Même s’il est communément admis qu’aucun continent n’échappe à ces menaces tous azimuts,
il n’en reste pas moins de faire remarquer que l’Afrique demeure de loin, la région la plus
exposée à cette insécurité internationale. Continent déjà meurtri et fragilisé par des
catastrophes naturelles, d’innombrables coups d’Etats et de sempiternels conflits qui ont
provoqué la déliquescence de nombreux Etats, l’Afrique est constamment confrontée à une
insécurité générale dont les conséquences, sur son développement, se font davantage
ressentir. Cet état des lieux du contexte géopolitique actuel montre qu’il existe, aujourd’hui, un
brouillage des frontières entre la sécurité intérieure et la sécurité extérieure. L’écart entre les
notions de défense et sécurité s’est progressivement réduit, alors que la gestion des menaces
et celles d’un certain nombre de risques se sont considérablement rapprochées. Ainsi,
désormais, une menace peut être à la fois locale, nationale, régionale, continentale et
mondiale. C’est, par exemple, la situation à laquelle le Nord du Mali est confronté. En effet, la
présence des groupes terroristes tels qu’Al-Qaïda au Maghreb islamique (AQMI) ou le
mouvement pour l’unicité et le Jihad en Afrique de l’Ouest (MUJAO) constituent à la fois une
menace pour tout le Mali, mais aussi, pour l’Afrique de l’Ouest, le continent africain et
l’Europe. En un mot, le fait que le Nord du Mali devienne le théâtre de jeu des groupes
terroristes, constitue une menace pour la paix et la sécurité internationales. La criminalité
transfrontalière, la contrebande et le développement du trafic de drogue vont souvent de pair
avec le développement du terrorisme.
Ces réformes devraient permettre aux armées africaines de consolider davantage leur fonction
d’intégration sociale. Cela se traduit par le recrutement, dans un même creuset, des fils et
filles provenant de toutes les régions et de toutes les ethnies de chaque pays africain. Si pour
des considérations politiques ou tribales les dirigeants africains préfèrent sélectionner des
troupes politiquement fiables, qu’ils peuvent manipuler et contrôler, l’urgence de faire des
armées africaines, le ciment de la cohésion sociale s’impose. Cela est incontournable dans le
processus devant mener au renforcement des capacités des Etats en Afrique. C’est aussi un
premier pas dans la professionnalisation des armées car la question des ressources humaines
constitue un pilier important à prendre en compte dans toute réforme des systèmes de
défense. La composition des armées africaines doit, donc, être à l’image de la diversité
ethnique de chaque pays et, surtout, symboliser l’unité nationale. Cela doit passer par la mise
en place d’un système de sélection, de recrutement qui ne discrimine aucun citoyen des pays
en question. Car, la défense d’un pays repose avant tout sur la volonté déterminée de ses
citoyens de se battre, s’il le faut, pour sauvegarder un « bien commun », ensemble d’acquis et
d’aspirations spirituels et matériels [11]. En tant que garantes de l’unité, les armées africaines
doivent, donc, être le miroir de la société plurielle dans laquelle tous les citoyens pourront se
reconnaître. Elles doivent, de ce fait, jouer un rôle de premier plan dans la stabilisation et la
démocratisation des pays africains. Cette mission devrait nécessairement passer par une
nouvelle relation que l’institution de défense devra tisser avec l’Etat.

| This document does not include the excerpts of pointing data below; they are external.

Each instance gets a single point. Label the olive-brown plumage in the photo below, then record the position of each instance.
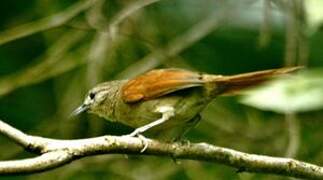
(174, 96)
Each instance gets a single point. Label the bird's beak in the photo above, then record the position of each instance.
(79, 110)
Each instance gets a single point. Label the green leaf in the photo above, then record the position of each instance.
(314, 14)
(295, 93)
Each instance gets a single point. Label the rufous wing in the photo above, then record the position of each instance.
(159, 82)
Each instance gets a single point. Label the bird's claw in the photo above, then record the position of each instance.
(143, 139)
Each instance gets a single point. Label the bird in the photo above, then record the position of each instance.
(164, 104)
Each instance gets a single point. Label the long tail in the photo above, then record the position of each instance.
(230, 85)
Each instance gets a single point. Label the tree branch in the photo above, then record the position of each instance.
(54, 153)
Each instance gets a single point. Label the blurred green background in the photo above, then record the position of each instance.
(52, 52)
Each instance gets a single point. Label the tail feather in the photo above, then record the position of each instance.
(229, 85)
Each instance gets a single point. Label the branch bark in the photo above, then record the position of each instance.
(53, 153)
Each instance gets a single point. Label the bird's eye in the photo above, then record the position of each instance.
(91, 95)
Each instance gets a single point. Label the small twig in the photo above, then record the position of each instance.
(55, 153)
(293, 134)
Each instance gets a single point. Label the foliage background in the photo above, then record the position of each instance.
(45, 74)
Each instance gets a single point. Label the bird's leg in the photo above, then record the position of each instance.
(166, 111)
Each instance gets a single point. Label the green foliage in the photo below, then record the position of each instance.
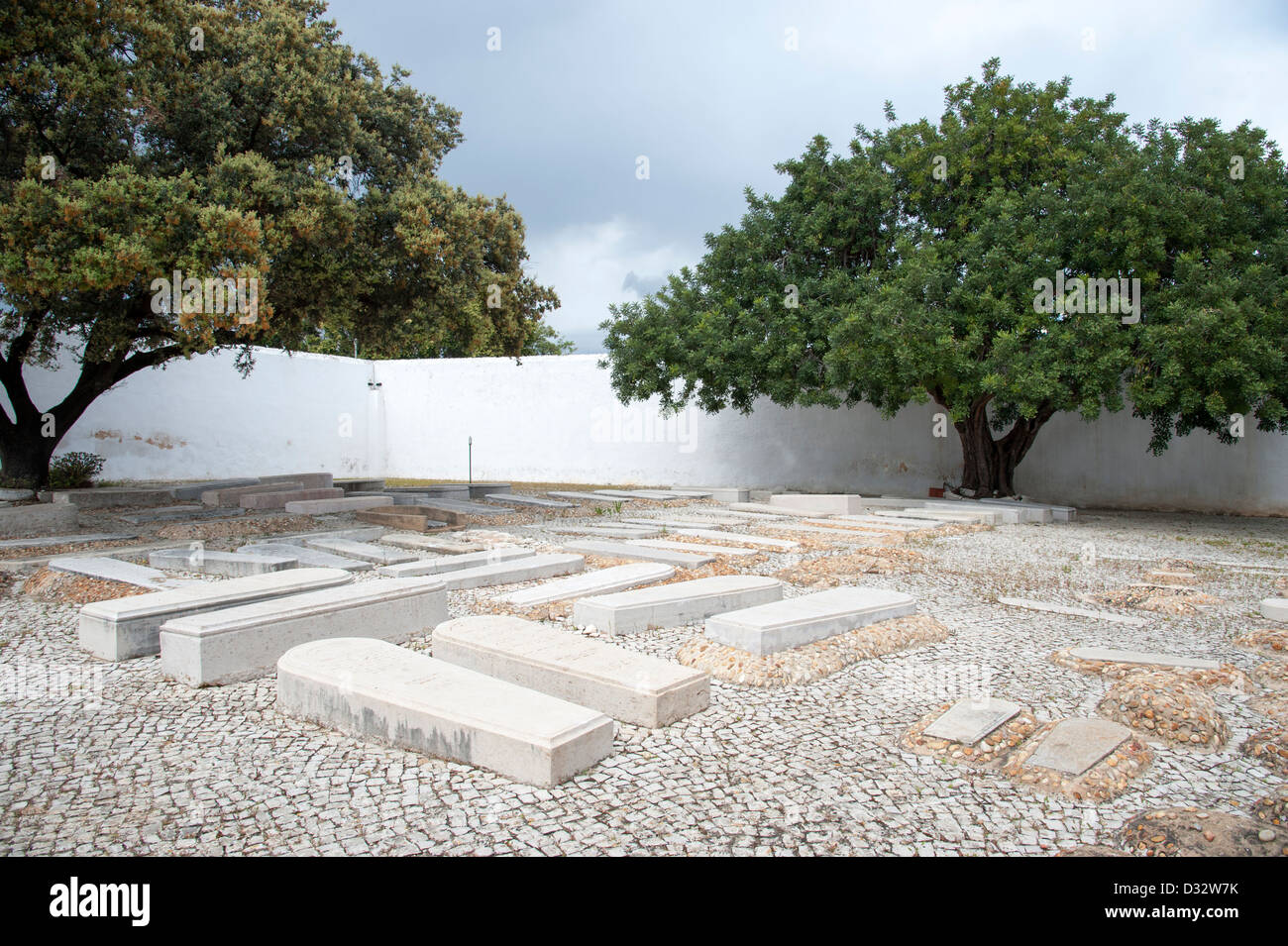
(75, 470)
(914, 261)
(271, 152)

Pour qu’elles soient des instruments au service du développement, les armées africaines
devraient s’impliquer davantage dans des tâches extramilitaires comme la construction de
routes et de ponts...
Les missions confiées aux armées africaines doivent évoluer et s’adapter aux contextes
géopolitiques actuels. Elles doivent contribuer à la stabilité politique et au développement
national. Cela passe par une redéfinition stratégique du rôle que l’armée est appelée à jouer
dans la construction de la nation. Il faut dire que, pendant longtemps, « la figure du soldat
africain a été dominée par celle du « sobel », barbarisme désignant le militaire africain comme
étant à la fois un soldat et un rebelle, ennemi de la paix » [12]. Du coup, la plupart des Etats
africains, à travers leurs outils de défense, ont été générateurs d’insécurité et de violence
politique. Cette dernière s’est souvent manifestée sous la forme de coups d’Etat, de crimes et
massacres, de répressions, de rébellions armées, de guerres civiles et d’émeutes [13].
Cependant, depuis quelques années, on assiste à une mutation profonde dans la mission qui est
assignée aux armées africaines. Non seulement, les militaires africains deviennent des faiseurs
de paix à travers les opérations de maintien de la paix auxquelles ils prennent part, mais ils
s’érigent aussi en constructeur des territoires où ils sont déployés et s’impliquent davantage
dans les missions de sécurité, de soutien humanitaire des populations et de
développement [14]. Ce sont de telles missions qu’il faut confier davantage aux armées
africaines dans le cadre du renforcement des capacités des Etats en Afrique. C’est à travers
ces missions de développement que l’armée se rapproche davantage de la population. Par
exemple, la mise en place de programmes de service civique d’aide au développement (SCAD)
dans certains pays africains, par le Général de corps d’armée Bruno Clément-Bollée, a permis
aux armées des pays concernés, de contribuer à la formation professionnelle de jeunes civils.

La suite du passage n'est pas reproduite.